The cost of seismic processing has dropped dramatically of late and Aurora has taken advantage of this by doing reprocessing of existing seismic, both 2-D and 3-D. One of their 3-D surveys has undergone several reiterations in the last 12-18 months. Illumination studies, ray-tracing and modeling can help determine the necessary line length and offset needed during seismic acquisition. The extra cost of adding more shot holes to lines to adequately image the deep structure has been a deterrent to companies. Furthermore, because the objective of older seismic acquisition was often deeper oil targets, there was very little common depth point fold in the shallower gas-prone section. Getting adequate high fold in the latter requires a denser grid of shot holes, which are expensive.

Complex geology includes structural inversion

The complex geology can be better understood by studying analogs from other basins and from within Cook Inlet itself. The west side of Cook Inlet shows strong evidence of structural inversion. Ongoing studies by Aurora at Moquawkie and Nicolai Creek using recently acquired 3-D seismic data suggest that the existing anticlines were once structural lows, as evidenced by isopach mapping of discrete intervals. These structural lows acted as a focusing mechanism for anastomozing fluvial channels prior to uplift and inversion in the Plio-Pleistocene.

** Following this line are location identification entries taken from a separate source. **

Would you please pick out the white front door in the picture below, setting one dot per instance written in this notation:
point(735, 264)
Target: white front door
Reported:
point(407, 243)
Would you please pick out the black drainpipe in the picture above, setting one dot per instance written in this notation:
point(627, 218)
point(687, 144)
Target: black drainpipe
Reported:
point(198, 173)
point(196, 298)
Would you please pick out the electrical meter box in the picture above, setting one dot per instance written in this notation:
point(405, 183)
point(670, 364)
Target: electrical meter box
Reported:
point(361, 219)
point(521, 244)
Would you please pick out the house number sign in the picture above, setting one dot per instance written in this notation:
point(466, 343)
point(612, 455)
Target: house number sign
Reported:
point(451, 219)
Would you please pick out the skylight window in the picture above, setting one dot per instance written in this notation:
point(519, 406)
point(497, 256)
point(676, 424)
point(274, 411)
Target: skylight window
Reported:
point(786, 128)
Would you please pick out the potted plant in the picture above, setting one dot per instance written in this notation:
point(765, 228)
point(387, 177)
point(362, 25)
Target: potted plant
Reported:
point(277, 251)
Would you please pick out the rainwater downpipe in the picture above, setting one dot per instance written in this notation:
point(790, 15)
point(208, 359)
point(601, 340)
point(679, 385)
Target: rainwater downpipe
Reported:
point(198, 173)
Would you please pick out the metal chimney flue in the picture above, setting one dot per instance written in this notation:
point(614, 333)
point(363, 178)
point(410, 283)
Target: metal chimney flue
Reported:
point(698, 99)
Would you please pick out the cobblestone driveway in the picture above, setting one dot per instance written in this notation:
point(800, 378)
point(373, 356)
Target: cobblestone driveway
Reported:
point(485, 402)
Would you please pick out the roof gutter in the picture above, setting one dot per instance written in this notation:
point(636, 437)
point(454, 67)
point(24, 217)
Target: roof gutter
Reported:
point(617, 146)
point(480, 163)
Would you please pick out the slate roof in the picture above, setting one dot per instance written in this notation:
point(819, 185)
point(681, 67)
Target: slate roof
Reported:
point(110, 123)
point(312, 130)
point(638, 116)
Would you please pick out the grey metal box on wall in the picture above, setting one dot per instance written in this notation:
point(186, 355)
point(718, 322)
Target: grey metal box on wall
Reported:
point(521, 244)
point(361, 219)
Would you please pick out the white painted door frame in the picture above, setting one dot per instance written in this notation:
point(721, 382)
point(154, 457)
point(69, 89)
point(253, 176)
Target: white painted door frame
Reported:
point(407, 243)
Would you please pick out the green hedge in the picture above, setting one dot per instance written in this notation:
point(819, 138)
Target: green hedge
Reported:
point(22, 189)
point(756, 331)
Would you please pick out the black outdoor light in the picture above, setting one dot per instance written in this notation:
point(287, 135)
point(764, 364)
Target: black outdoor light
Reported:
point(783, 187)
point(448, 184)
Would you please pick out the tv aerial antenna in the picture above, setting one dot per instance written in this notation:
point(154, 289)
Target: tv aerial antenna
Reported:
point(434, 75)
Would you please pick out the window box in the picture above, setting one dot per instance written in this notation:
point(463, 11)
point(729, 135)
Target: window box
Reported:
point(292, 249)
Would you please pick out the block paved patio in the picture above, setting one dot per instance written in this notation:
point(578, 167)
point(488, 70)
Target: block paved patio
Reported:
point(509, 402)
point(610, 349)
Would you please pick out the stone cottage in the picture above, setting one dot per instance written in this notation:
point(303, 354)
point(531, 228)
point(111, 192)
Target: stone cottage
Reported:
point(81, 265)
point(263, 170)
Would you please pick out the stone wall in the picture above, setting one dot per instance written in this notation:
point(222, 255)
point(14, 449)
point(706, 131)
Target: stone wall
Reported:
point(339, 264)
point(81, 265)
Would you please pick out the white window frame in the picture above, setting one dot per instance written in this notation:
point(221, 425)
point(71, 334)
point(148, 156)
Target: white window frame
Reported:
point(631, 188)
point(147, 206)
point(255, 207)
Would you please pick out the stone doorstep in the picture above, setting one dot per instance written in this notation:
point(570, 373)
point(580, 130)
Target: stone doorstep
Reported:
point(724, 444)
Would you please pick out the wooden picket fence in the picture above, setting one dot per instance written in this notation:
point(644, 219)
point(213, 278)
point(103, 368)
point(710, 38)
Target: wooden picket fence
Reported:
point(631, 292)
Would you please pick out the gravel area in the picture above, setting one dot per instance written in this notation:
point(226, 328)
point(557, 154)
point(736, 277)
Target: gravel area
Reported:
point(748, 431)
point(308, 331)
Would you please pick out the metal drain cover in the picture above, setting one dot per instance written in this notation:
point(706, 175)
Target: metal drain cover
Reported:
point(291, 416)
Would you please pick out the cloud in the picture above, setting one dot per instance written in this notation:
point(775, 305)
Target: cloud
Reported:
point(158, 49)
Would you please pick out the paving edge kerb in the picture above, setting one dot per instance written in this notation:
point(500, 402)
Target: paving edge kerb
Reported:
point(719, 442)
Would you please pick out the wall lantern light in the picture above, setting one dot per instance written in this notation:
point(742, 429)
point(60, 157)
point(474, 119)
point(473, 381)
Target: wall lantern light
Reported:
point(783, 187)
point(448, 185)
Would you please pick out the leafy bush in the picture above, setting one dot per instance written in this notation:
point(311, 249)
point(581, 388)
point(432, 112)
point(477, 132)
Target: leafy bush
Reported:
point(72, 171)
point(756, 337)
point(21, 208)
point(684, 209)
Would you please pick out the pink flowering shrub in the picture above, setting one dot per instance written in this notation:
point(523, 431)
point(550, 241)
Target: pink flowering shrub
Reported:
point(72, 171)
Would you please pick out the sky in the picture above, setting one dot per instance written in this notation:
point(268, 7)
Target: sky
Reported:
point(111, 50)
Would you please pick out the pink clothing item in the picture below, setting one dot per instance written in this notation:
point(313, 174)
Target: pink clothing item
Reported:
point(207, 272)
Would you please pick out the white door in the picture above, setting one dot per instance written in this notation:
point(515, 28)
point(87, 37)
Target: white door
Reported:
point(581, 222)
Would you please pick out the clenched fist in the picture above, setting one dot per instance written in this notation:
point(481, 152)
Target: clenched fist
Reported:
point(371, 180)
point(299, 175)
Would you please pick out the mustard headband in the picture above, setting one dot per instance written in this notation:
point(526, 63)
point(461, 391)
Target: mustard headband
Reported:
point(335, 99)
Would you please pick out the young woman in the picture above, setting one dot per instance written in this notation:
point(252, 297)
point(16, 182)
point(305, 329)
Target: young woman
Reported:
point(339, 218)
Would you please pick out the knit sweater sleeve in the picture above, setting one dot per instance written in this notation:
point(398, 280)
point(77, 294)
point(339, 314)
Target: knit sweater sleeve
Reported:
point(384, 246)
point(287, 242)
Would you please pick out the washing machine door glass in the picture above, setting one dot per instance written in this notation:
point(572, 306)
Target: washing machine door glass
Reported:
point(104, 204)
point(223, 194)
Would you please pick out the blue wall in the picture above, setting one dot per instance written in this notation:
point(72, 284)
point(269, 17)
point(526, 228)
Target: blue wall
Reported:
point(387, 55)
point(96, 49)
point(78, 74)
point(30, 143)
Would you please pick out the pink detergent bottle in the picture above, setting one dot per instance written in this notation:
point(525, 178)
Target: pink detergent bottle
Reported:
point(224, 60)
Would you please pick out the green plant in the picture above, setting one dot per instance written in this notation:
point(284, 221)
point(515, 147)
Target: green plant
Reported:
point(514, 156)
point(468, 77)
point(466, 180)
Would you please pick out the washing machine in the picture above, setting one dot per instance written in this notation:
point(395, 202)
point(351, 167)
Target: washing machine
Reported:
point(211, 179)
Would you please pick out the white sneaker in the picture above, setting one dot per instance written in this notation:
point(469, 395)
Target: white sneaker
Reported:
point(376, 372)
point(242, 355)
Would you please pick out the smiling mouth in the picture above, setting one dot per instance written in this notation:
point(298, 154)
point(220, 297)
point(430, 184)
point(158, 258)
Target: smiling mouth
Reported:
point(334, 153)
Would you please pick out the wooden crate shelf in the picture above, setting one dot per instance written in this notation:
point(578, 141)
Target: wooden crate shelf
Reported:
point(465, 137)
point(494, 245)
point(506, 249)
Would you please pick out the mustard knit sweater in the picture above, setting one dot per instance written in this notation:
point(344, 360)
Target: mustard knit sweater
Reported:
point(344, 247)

One of the first things Aurora ever did when entering the Cook Inlet gas play was to study existing fields such as Kenai and Beluga River and in particular the log responses within those fields to gas sands and wet sands. They made a catalog of log responses for each formation and have subsequently updated it. Aurora has also undertaken substantial log analysis of gas sands and wet sands from existing fields as calibration wells for their prospects. They have also compiled an inventory of seismic characteristics of existing gas pay, including seismic “gas chimney” effects and direct hydrocarbon indicators.

Aurora acquired two 3-D surveys over Moquawkie and Nicolai Creek fields in 2003 and has experimented with a revolutionary amplitude vs. offset, AVO, technique that helps differentiate coals (which have a unique AVO signature), gas sands and wet sands. Just as with log interpretation, where the first step is to recognize the coal signature, the coals can be “blackened” out, leaving a seismic dataset with just gas sands, wet sands and shales, each having unique seismic characteristics. Then by time-slicing at various flattened seismic horizons that correspond to gas pay or wet sands in wells within the dataset, Aurora can start to map individual sand body geometries such as fluvial channels within the Beluga and Tyonek formations, thereby potentially overcoming one of the problems in Cook Inlet, not being able to differentiate stratigraphy. Aurora aims to test its hypothesis in 2005 by targeting stacked AVO anomalies in a stratigraphic trap setting in what might be a first for Cook Inlet exploration!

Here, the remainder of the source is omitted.